Jason DeLong, executive producer at Black Box, has said the studio used DICE's Frostbite 2 engine for Need for Speed: The Run as it was intent on making a "Hollywood" experience.

The engine was created by DICE for Battlefield 3. Its been hinted that a Mirror's Edge sequel could also end up using it.

Speaking to Gamasutra, DeLong said the studio used Frostbite 2 to give the game a more cinematic feel than past story-based Need for Speed titles.

"When they decided to split the development across Criterion and Black Box to give each studio the time and development to create a quality experience, one of the things that we obviously had to do was to reinvest in our technology, because we hadn't been able to because of the yearly cycles in the past," he said.
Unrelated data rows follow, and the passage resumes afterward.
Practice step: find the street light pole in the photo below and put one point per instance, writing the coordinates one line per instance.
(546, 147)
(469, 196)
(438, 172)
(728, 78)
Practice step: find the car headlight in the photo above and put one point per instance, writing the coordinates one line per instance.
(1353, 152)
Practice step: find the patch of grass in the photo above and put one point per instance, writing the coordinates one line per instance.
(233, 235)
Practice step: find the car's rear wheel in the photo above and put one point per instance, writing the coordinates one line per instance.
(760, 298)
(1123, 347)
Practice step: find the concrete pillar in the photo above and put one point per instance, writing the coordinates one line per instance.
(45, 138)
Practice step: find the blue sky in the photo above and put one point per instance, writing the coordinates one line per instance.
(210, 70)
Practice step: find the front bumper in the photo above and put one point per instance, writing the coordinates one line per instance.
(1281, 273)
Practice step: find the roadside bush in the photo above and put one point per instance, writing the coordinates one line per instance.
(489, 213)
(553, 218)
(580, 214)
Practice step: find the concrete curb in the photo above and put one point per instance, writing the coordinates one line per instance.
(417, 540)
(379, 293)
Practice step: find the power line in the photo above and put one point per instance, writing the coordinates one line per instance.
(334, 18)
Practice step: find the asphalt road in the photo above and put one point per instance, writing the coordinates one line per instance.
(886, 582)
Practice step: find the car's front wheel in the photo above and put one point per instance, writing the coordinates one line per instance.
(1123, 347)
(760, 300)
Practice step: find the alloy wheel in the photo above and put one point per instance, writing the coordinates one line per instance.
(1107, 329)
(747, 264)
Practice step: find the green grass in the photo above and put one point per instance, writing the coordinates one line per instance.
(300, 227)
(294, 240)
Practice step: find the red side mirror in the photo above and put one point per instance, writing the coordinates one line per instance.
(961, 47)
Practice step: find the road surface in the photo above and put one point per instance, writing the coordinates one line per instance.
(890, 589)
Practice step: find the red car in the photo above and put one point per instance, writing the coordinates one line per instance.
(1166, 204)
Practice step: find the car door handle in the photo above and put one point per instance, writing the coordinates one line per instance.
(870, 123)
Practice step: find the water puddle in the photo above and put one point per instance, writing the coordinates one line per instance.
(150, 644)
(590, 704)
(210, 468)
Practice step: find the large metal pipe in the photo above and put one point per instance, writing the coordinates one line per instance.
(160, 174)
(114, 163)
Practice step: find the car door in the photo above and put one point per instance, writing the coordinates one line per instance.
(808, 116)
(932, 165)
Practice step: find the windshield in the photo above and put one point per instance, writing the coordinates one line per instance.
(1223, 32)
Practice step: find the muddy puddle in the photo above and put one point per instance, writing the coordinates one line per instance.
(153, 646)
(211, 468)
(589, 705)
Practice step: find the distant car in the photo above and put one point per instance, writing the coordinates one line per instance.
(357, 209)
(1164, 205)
"So we looked at several options: do we advance the engine that we currently have? What other third party ones are out there?

"And when we realised the game that we wanted to make, which we knew was based in a cinematic kind of Hollywood storytelling fashion, we looked at Frostbite and it seemed like, 'Well, it's internal; we can work closely with the dev team': it was the right choice. It allowed us to get a character in the game, have incredible, believable characters in addition to amazing worlds and amazing looking cars.

"Their visual effects work is second to none; the world destruction, their audio is incredible. And most importantly, one of the nice side benefits was that it's an incredibly content-driven tool, which allowed us to create more content than we've ever done before."

The Run is the first non-DICE game to use Frostbite 2, but Black Box did collaborate with the Swedish studio "on getting a very deep racing mechanic of handling physics into the game," according to DeLong.

"We did a cross-studio development on the Frostbite 2 engine that we're using. And yeah, it was a lot of collaboration and work with them to get things like our road tool, which is our internal tool that allows us to build a track very quickly."

Need for Speed: The Run launches on November 18 for PS3, 360, Wii, 3DS and PC. A demo on PS3 and 360 is out now.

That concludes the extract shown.